Authors: Vasundhara Acharya, Bulent Yener, Madeline C Fields, Lara Marcuse,

Presenting Author: Vasundhara Acharya*

Epilepsy, sleep disorders (SD), and major depressive disorder (MDD) often co-occur, complicating care. MDD, common in epilepsy, may mediate its impact on sleep, while some antiseizure medications (ASMs) can worsen mood or sleep disturbances. Age, race, and Body Mass Index (BMI) further modulate these effects. Traditional logistic regression and pairwise analyses cannot capture such complexities. We propose a Structural Causal Model (SCM) learned from NHANES 2015–2020 data. Categorical variables are encoded using a Variational Autoencoder to improve on one-hot encoding. Bootstrapping is applied to each causal structure learning algorithm to compute edge confidence (EC) scores. Flipped-edge conflicts are resolved via EC comparison and significance tests (z-test). Aggregated edges and scores form an ensemble graph representing part of SCM, benchmarked against domain knowledge. Our causal estimations assume causal sufficiency (no unobserved confounders).

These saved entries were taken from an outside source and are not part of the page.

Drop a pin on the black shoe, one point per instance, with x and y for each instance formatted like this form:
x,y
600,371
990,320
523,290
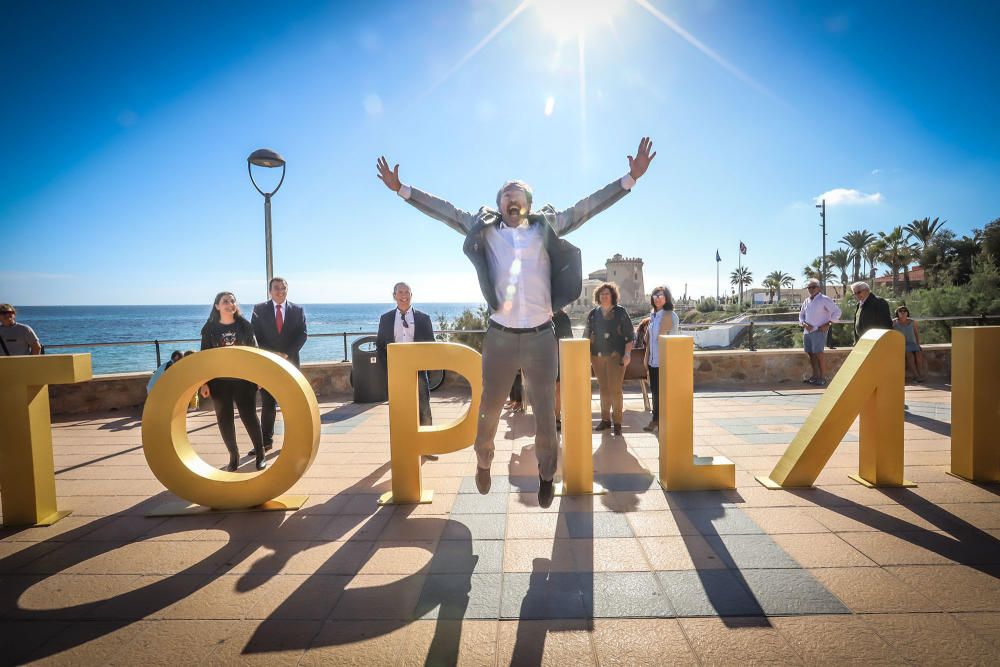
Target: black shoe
x,y
483,480
267,448
546,492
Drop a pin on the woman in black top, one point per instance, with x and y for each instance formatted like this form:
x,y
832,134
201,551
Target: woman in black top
x,y
226,327
611,335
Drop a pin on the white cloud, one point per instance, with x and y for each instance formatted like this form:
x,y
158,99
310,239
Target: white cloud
x,y
848,196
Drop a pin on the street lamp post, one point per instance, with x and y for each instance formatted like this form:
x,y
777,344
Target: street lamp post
x,y
822,270
265,157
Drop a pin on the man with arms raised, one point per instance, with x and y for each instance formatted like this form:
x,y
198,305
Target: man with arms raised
x,y
525,272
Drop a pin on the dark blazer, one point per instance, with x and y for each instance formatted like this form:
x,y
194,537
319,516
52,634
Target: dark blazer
x,y
423,331
293,332
565,265
872,314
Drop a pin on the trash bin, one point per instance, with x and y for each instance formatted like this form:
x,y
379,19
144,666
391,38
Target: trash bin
x,y
368,372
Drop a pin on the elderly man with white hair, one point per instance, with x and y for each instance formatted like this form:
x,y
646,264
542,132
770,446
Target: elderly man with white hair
x,y
817,314
526,271
872,312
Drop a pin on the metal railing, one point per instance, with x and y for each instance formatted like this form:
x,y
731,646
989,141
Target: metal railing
x,y
751,326
979,320
157,343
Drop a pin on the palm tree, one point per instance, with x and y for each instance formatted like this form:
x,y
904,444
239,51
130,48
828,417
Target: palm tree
x,y
873,255
779,279
741,277
924,231
815,270
857,240
840,259
771,288
898,254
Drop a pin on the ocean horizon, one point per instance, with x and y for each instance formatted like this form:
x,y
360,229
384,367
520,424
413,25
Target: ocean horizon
x,y
178,327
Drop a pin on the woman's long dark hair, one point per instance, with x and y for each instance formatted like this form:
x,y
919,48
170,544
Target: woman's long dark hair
x,y
668,304
213,317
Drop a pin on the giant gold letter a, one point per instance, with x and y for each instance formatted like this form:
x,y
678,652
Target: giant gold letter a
x,y
870,383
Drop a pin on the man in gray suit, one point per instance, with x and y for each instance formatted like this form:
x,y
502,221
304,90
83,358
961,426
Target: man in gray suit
x,y
525,272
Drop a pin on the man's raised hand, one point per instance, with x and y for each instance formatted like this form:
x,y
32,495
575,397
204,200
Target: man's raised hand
x,y
638,165
391,176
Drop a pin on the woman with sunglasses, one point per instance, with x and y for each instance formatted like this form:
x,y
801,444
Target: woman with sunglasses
x,y
663,321
227,327
914,354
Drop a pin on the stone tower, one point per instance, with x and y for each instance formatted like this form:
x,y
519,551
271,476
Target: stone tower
x,y
626,272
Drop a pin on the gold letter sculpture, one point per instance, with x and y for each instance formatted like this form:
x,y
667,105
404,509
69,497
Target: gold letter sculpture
x,y
975,403
27,471
179,468
870,383
578,445
680,469
407,439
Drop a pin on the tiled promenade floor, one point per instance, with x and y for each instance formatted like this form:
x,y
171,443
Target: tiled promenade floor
x,y
835,574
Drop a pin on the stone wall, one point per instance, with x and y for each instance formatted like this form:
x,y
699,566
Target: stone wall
x,y
725,368
730,368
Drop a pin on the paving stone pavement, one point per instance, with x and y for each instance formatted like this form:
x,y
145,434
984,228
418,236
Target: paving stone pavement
x,y
836,573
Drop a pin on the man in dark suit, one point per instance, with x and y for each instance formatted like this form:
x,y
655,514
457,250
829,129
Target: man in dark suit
x,y
280,327
872,312
526,270
404,324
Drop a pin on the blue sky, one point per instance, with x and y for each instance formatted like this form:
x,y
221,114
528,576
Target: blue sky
x,y
128,126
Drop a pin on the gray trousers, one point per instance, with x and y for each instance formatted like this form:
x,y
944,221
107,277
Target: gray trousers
x,y
537,356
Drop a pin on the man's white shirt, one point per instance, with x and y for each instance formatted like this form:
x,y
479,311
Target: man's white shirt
x,y
400,333
818,310
521,270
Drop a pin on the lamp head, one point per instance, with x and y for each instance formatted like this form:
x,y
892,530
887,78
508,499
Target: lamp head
x,y
265,157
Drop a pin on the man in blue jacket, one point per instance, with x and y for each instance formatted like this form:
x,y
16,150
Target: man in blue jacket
x,y
280,327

Our initial analysis shows that MDD is a major driver of SD (EC=0.52), and epilepsy also contributes (EC=0.34). Age increases the likelihood of ASM use, with an overall average treatment effect (ATE) of 0.0217 (p<0.001). Conditional estimates reveal that in the highest BMI category (≥25), the ATE of age on medication intake is 0.02135 for Black patients versus 0.02942 for White patients, warranting longitudinal validation. MDD’s ATE of 0.205 on SD (p<0.001) underscores the need to address depression to improve sleep outcomes.